First course treatment--Prostate: If a patient has a prostatectomy and the margins are positive, then several months later radiation is given because the PSA levels never decreased or have risen, is the radiation coded as first course of treatment or subsequent treatment?
Record the radiation as first course of treatment even though it was delayed for several months.
Radiation is highly effective when there is a small or microscopic amount of tissue left at the margin following prostatectomy. In most regions, radiation therapy is the standard of care for positive margins at prostatectomy.
MPH rules--Rectum: How is the number of primaries to be determined when a treatment plan has been completed, but it is not possible to determine whether there was a disease-free interval between occurrences? See Discussion.
Patient diagnosed with adenocarcinoma of the rectum in March 2006, underwent chemo and radiation therapy as treatment. Patient seen in April 2007 for surveillance colonoscopy. HPI stated patient underwent chemorad with good results. Colonoscopy showed "persistent" disease. Abdominal perineal resection was done in May 2007. Path showed adenocarcinoma of the rectum.
Keeping in mind that we are not to use a clinical statement for determining recurrences, is the April 2007 occurrence counted as a new primary?
For cases diagnosed 2007 or later:
Do not abstract the 2007 events as a new primary. "Persistent disease" indicates there was never a disease free interval.
CS Lymph Nodes/CS Mets at Dx: How should these fields be coded for an in situ diagnosis when the patient was diagnosed by biopsy only and there is no information in the chart regarding an evaluation of lymph nodes or metastatic sites?

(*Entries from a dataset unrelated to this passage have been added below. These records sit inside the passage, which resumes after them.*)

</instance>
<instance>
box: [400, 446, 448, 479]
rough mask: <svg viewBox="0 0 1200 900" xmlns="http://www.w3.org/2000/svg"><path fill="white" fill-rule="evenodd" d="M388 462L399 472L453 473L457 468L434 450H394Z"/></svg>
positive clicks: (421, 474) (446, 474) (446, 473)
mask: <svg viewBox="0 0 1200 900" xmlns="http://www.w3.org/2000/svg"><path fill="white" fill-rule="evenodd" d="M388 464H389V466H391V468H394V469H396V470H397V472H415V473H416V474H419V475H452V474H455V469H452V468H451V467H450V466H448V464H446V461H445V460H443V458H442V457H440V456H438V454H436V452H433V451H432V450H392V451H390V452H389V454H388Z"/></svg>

See Discussion.
In reference to the case below, does it make a difference if the CS T stage is known based on the primary excision but there is no clinical information in the record regarding the nodes or metastasis evaluation.
This scenario is seen on outpatient records of breast biopsies and melanoma excisions; i.e., punch bx followed by gross excision of the lesion but the medical record contains no clinical information or statement of everything else normal.
I&R Question 17625 2/16/2006
A patient was diagnosed with ductal carcinoma in situ by needle core biopsy of the right breast. There was no further information in the chart stating if or where the patient went for staging work-up and treatment. What are the codes for CS Extension, CS Regional Lymph Nodes and CS Distant Mets at Dx?
I&R Answer: Sufficient tissue must be taken to determine the T category. If this is the case, CS Extension = 00.
Unless the physician makes the statement that the physical exam is negative, code the CS Regional Lymph Nodes = 99 CS Distant Mets at DX = 99.
This answer was provided in the context of CSv1 coding guidelines. The response may not be used after your registry database has been converted to CSv2.
Code CS Lymph Nodes and CS Mets at Dx 00 [None] for an in situ diagnosis with no other information.
The CS instructions state that CS LN's should be coded 00 for in situ because in situ by definition is non-invasive. The same logic applies to CS mets in the case of in situ. The I&R answer will be revised.
MP/H Rules/Histology--Thyroid: How would the histology "micropapillary carcinoma" of the thyroid be coded for cases dx'd 2007 and after?
For cases diagnosed 2007 or later, assign code 8260/3 [Papillary adenocarcinoma] according to rule H14.
For thyroid cancer only, the term micropapillary does not refer to a specific histologic type. It means that the papillary portion of the tumor is minimal or occult, usually less than 1 cm. in diameter.